What Should I Do? {7}

524 60 4
                                    

At Restaurant

"Jadi bagaimana ini Yunho-ya?" Tanya Tuan Bae.

"Aku masih tak percaya semua ini." Park Yunho menggeleng-geleng.

"Jika Sehun membatalkan perjodohan ini, yasudah batalkan saja." Ucap nyonya Park tiba-tiba, dengan pandangan yang tak dapat diartikan.

"Apa maksud anda Nyonya Park?" Tanya Bae Changmin.

"Sudah jelas bukan? Tujuan perjodohan ini karena Sehun tidak ingin mengambil alih perusahaan. Bukannya kau sudah dengar apa yang dia bilang tadi." Nyonya Park terlihat kesal. "Bukannya Sehun juga tetap mencintai anak mu? Tapi maaf saja, bukan anak mu yang di depanku saat ini. Jadi apa masih ada yang harus dibicarakan?"

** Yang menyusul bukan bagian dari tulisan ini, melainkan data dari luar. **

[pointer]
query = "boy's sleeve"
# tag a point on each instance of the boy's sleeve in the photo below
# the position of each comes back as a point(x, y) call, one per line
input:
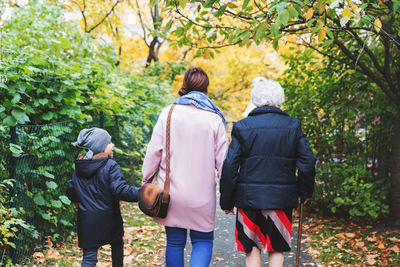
point(71, 192)
point(120, 188)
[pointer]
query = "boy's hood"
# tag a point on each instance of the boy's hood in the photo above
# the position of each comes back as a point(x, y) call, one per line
point(88, 168)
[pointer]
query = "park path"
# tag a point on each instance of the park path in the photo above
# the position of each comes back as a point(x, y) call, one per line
point(226, 255)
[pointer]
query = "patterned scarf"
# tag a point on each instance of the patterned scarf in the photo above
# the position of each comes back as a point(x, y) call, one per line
point(199, 100)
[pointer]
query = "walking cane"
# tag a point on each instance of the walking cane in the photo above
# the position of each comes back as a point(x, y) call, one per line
point(299, 235)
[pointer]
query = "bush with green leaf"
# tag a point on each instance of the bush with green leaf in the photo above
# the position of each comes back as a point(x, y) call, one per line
point(348, 123)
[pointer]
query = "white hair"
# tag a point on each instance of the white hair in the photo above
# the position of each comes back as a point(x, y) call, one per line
point(266, 92)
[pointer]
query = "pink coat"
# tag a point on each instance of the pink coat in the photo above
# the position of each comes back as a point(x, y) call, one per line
point(198, 148)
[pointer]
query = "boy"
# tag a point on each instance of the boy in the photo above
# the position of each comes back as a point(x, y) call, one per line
point(97, 185)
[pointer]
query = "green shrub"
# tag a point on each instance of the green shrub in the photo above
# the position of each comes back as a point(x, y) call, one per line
point(350, 190)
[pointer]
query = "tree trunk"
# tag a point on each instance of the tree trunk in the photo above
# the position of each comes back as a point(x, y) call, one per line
point(395, 174)
point(153, 52)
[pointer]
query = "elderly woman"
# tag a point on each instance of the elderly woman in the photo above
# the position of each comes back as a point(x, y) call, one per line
point(198, 148)
point(259, 175)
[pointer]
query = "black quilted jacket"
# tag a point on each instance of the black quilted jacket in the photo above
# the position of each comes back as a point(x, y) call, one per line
point(97, 185)
point(267, 149)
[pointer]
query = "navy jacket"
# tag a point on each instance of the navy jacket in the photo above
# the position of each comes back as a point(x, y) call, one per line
point(98, 185)
point(259, 171)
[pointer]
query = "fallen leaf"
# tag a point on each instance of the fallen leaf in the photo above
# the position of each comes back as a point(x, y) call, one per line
point(350, 235)
point(341, 235)
point(309, 14)
point(395, 249)
point(371, 259)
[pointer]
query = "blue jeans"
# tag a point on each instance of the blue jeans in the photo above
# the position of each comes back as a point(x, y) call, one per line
point(202, 243)
point(117, 255)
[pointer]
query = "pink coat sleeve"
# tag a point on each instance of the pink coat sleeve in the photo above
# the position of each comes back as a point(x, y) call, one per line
point(221, 148)
point(153, 156)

"Yeobo!" Tuan Park mencoba menghentikan istrinya.

"Chanyeol-a, kau ikut eomma pulang atau tidak?" Nyonya Park bangkit. "Putri ku yang malang, bagaimana mungkin anak manis itu memiliki ayah setega ini." Bisik Nyonya Park, namun sebenarnya masih dapat didengar dengan jelas oleh seisi meja.

Nyonya Park sangat marah saat ia tau bahwa selama ini Irene seperti tak dianggap oleh ayahnya, bahkan didepan semua orang ia berani membedakan putri nya sendiri. Ia tak akan membiarkan Irene yang sudah seperti putri sendiri baginya mengalami hal ini lagi, ia akan merestui Sehun dengan Irene meskipun usia Irene terpaut lebih tua. Dia tak peduli. Yang terpenting kedua anaknya bahagia.

"Ne Eomma." Mereka berdua meninggalkan Tuan Park yang merasa sangat tidak enak dengan keluarga Bae. "Maaf Changmin-a, kalu istri ku sudah berkata seperti itu, bagaimanapun aku harus menurutinya. Aku pamit dulu."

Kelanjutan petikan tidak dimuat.